Now, very recently I was at a conference at Ditchley Park in Oxfordshire, which is the FCO's [Foreign and Commonwealth Office] version of Downton Abbey. It was basically a group of spooks—defense department, MOD [Ministry of Defence], law enforcement, and everything. Everyone was sitting around for two days saying, "What do we do about the cyber threat?"
On the day that I was there, I was in this one working group, which was called Defining the Critical National Infrastructure. Around the table were about ten people, most of whom spend every waking hour of their lives trying to define the critical national infrastructure.

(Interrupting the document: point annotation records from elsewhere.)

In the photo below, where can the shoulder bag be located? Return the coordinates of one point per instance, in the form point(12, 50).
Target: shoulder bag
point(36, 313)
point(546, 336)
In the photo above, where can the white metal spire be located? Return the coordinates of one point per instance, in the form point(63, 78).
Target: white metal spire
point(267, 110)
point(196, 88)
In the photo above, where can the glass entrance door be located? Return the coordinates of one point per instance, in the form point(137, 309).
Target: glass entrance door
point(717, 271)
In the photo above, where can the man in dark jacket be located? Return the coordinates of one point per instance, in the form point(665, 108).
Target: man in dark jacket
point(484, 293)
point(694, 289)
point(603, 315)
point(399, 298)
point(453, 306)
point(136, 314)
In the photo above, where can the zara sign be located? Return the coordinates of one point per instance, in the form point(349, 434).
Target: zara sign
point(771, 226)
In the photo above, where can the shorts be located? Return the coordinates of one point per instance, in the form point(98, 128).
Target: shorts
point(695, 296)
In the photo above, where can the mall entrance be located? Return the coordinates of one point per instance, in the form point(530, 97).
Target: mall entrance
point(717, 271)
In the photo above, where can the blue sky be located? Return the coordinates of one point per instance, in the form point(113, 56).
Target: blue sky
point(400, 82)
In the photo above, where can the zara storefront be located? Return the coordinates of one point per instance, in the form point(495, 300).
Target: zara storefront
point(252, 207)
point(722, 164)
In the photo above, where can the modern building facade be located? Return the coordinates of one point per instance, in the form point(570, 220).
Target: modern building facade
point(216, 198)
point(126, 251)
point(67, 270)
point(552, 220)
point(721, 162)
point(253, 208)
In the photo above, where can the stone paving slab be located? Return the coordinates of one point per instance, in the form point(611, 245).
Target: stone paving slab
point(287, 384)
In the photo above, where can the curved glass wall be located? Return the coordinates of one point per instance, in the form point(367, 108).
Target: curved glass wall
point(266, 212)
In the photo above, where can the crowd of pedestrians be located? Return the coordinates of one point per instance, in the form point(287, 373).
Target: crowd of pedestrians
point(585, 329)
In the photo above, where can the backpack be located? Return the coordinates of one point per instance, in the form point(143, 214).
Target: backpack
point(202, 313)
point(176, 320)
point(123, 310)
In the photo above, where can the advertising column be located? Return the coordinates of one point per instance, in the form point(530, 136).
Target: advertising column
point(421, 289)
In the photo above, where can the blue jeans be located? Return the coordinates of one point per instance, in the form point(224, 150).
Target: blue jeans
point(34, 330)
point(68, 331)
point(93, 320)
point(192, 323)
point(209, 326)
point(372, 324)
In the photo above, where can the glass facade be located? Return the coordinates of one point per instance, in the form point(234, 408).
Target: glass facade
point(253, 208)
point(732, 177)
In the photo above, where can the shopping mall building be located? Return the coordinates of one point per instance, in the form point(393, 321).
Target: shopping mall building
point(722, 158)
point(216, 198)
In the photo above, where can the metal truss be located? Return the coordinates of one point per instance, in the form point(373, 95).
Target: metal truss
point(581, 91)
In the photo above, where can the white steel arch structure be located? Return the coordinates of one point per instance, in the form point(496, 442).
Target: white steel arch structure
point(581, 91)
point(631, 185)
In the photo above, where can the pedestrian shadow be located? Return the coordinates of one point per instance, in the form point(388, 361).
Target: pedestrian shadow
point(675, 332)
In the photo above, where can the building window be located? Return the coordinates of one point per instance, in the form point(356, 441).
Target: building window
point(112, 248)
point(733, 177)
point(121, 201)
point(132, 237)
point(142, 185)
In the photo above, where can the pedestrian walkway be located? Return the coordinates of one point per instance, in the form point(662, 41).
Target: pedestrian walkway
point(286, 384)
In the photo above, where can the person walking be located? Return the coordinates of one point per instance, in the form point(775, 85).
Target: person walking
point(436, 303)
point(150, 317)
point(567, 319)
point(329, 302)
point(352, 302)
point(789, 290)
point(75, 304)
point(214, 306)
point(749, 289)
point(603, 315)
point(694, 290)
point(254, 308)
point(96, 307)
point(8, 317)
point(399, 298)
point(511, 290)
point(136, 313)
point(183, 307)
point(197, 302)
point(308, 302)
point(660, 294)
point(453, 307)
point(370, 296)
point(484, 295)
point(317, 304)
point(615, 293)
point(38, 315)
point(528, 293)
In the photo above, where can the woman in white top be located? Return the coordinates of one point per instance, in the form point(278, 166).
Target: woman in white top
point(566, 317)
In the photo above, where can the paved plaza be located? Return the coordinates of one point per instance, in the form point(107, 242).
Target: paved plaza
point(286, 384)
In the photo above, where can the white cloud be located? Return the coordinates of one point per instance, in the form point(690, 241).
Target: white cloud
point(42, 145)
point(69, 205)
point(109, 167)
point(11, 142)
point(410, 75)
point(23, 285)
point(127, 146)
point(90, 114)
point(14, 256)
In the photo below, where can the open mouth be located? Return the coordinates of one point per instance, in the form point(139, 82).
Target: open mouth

After eight hours of discussion, we had failed to come to any working definition of the critical national infrastructure. We had begun to look at priorities—telecommunications is actually the key priority. So you're trying to work out how long can you do without telecommunications, how long can you do without electricity, how long can you do without the logistics that ensure food distribution, how long can you deal without water, and so on and so forth; i.e., what is your resilience capacity?In that sense you prioritize the critical national infrastructure. But we've only just begun to get to any sort of working definition.
Now, 90 percent of the critical national infrastructure is owned by the private sector. So yes, the state can discuss what the priorities are, but the state can't necessarily monitor whether the private sector is meeting its obligations, or indeed what those obligations are. So this whole area is fraught with difficulty.
In the United Kingdom at the moment, there is a big thing of trying to get undercover. We have something called the Office of Cyber Security now attached to the government office, which is there to work out whether each government department is doing the right thing about cyber security.
It's a bold and beautiful attempt. But it's a complete hodgepodge because different people have introduced different systems; people don't like to talk to each other about their security because they don't trust the other person that they are talking with in different government departments, between different companies.
And companies are very reluctant to hand over information to government, not necessarily because they feel they should have rights and control over government, but simply they don't trust government with their data. This is another issue that we are having in building a cyber security structure, is that both government and the private sector have very poor records on handing out very sensitive information on CD-ROMs—left on trains and things like this all over the place.
The upshot of that is you will find some companies are very well run and have managed to integrate the whole culture of cyber security from the bottom up to the board level, and they are performing better.
But a lot of companies, both inside and outside the critical national infrastructure, in particular because board rooms tend to be aged over 55 and over and they see that this is a technical issue—"Just give it to the tech department."
They don't understand that it's not just about technical departments; that the greatest vulnerabilities in corporations here in the United States or in Western Europe come from two sources: outside contractors and disgruntled employees. So that means it's not just a question of technical; it's a question of human resources, it's a question of how you manage people, and so on and so forth. None of that really on a large scale has got through to the boardrooms yet.
JOANNE MYERS: I knew that if we trusted you to educate us about the Internet we wouldn't be disappointed. It was a wonderful morning. Thank you so much for coming.